Super25 football countdown: No 14 Wheaton NorthWheaton North's Patrick Sharp breaks a long run in the second quarter Friday at Geneva.
Mary Beth Nolan~For Sun-Times Media
Updated: August 11, 2012 4:21PM
John Peltz and Patrick Sharp proved last season that they can be big-time playmakers for Wheaton North’s offense.
Now the new offensive linemen who will line up in front of the senior skill players hope to demonstrate they can give Peltz and Sharp the time to make more good things happen.
Wheaton North, which is No. 14 in the Sun-Times’ preseason Super 25, graduated all five starters and the top two reserves up front for an 8-3 team that played for the DuPage Valley Conference championship last fall.
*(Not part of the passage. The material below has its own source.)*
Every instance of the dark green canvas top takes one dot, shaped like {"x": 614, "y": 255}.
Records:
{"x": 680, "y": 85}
“The O-line coach knows we’ve got some skilled kids [in the backfield],” Falcons coach Joe Wardynski said. “We’ve got to be able to screen them and shield them long enough so they can do things.”
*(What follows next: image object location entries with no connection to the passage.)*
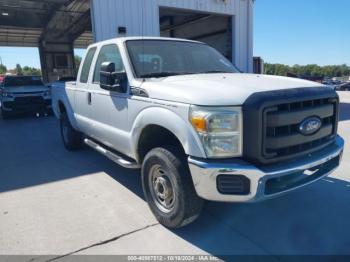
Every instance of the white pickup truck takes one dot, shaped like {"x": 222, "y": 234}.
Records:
{"x": 197, "y": 127}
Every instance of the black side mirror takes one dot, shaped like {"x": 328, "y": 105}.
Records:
{"x": 112, "y": 80}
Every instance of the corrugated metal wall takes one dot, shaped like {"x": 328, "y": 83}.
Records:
{"x": 141, "y": 17}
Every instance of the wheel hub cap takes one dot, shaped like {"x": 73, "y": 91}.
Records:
{"x": 162, "y": 190}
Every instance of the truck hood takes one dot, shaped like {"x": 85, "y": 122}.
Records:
{"x": 218, "y": 89}
{"x": 26, "y": 89}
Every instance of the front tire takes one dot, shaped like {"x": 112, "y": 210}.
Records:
{"x": 168, "y": 188}
{"x": 72, "y": 139}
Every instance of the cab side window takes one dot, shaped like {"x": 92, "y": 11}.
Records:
{"x": 87, "y": 65}
{"x": 108, "y": 53}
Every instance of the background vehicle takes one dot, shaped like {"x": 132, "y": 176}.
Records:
{"x": 24, "y": 94}
{"x": 196, "y": 127}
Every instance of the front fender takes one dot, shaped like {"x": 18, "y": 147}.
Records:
{"x": 171, "y": 121}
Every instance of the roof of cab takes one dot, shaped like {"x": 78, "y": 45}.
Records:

Peltz, who threw for 2,030 yards and 19 touchdowns last season, has seen improvement through the summer.
“They do need some work,” the 6-foot-2, 205-pounder said. “[But] they practice against a very good defensive line, one of the best D-lines around here.”
Peltz, who also ran for 366 yards and eight scores last season, will be throwing to some new receivers this season.
“We had four seniors at those spots,” Wardynski said. “That was probably our best position group last year.”
Two potential targets include junior wide receiver Matt Biegalski (6-2, 175) and senior tight end Tom Colletti (6-2, 190).
Sharp, a 5-9, 185-pound running back, provides another dimension on offense.
“It calms your nerves,” Peltz said of having a runner of Sharp’s ability available. “A quarterback’s best friend is the defense and his running back.”
On defense, the Falcons will build around some returning starters, including ends Jonathan Chapman (6-2, 210) and Kellen Cleveland (6-4, 215) and backs Jaylen House (5-10, 175) and JD Marconi (5-11, 185).
“I’m optimistic about what they’ll be able to do,” Wardynski said. “We’ve got some athletic kids on the back end.”
The hope is that it will all add up to another good season for the Falcons, who have one of the state’s better football resumes with three state titles, an active streak of five straight trips to the IHSA playoffs and four postseason wins in the past three years.
But they still live somewhat in the shadow of the program across town, the Wheaton Warrenville South juggernaut that has won seven state titles since 1992. “That obviously is a big hurdle,” Wardynski said of the Tigers, who have lost just once to Wheaton North since 1988.
But the Falcons are focusing on the big picture, which looks bright.
“I told the kids ... that our goal is to qualify for the playoffs and try to get as good a seed as possible, win some games and play into November if possible,” Wardynski said. “If we stay healthy, I think it could be a good year.”